= Aïbeg and Serkis =

Aïbeg and Serkis, also Aibeg and Sergis or Aïbäg and Särgis, were two ambassadors sent by the Mongol ruler Baichu to Pope Innocent IV in 1247–1248. They were the first Mongol envoys to Europe.

Aïbeg ("Moon Prince") is thought to have been a Turcophone Christian, possibly Uighur, and Sergis (from the Roman and later Christian name "Sergius" or "Sarkis") a Nestorian Christian, probably Assyrian. Both were sent by Baichu, to accompany the 1245 embassy of the Dominican Ascelin of Lombardia back to Lyon, France, where the Pope was residing at the time. They stayed there for about a year.
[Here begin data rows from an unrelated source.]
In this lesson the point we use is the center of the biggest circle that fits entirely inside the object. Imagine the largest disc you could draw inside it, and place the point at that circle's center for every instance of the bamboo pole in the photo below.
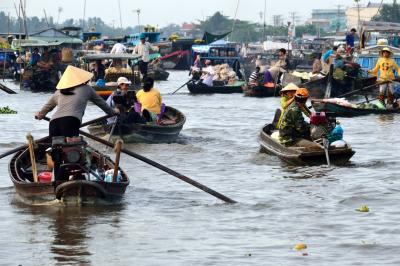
(117, 150)
(32, 155)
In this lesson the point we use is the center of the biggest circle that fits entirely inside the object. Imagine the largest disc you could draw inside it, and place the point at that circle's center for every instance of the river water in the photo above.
(163, 221)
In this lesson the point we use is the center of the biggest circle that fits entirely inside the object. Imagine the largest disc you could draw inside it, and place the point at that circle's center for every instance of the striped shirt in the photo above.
(254, 76)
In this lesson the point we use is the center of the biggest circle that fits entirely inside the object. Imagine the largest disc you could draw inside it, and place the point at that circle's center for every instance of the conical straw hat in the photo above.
(290, 87)
(72, 77)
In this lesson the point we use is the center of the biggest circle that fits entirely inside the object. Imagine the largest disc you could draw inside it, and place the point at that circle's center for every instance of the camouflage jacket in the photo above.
(293, 125)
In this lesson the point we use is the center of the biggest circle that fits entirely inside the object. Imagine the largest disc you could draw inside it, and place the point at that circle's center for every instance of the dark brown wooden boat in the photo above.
(196, 88)
(348, 111)
(302, 155)
(166, 132)
(317, 88)
(85, 184)
(261, 91)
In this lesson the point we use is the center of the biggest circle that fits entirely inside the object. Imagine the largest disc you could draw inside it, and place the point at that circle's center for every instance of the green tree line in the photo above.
(242, 31)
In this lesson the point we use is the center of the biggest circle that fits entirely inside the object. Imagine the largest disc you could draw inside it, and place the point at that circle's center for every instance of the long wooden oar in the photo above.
(45, 138)
(163, 168)
(325, 143)
(182, 86)
(363, 89)
(7, 89)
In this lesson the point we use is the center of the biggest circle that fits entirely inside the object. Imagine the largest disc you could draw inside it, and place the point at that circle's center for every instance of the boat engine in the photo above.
(69, 157)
Aïbeg and Serkis met with Innocent IV in 1248, and remitted to him a rather vexing letter from Baichu, expressing his difficulty in understanding the Pope's message, and asking for his submission:

"By the strength of the Khagan, the word of Prince Baichu. You Pope, know that your messengers came to visit us and brought to us your letters. They made strange discourses to us, and we do not know if you ordered them to utter these words, and if they did so of their own accord..."
— Letter from Baichu to Pope Innocent IV, 1248

As a reply to the letter from Baiju, Innocent IV remitted to the envoys the letter known as Viam agnoscere veritatis. According to historian Kenneth Setton, it "stated that Innocent IV had acted out of a sense of duty to let the true religion be known to the Mongols, and that he regretted the Mongols' perseverance in their errors and adjured them to cease their menaces." The Pope appealed to the Mongols to stop their killing of Christians, while indicating no further interest in continuing the dialogue.

Aïbeg and Serkis stayed at Lyon for about a year, before returning to the Mongol realm on November 22, 1248.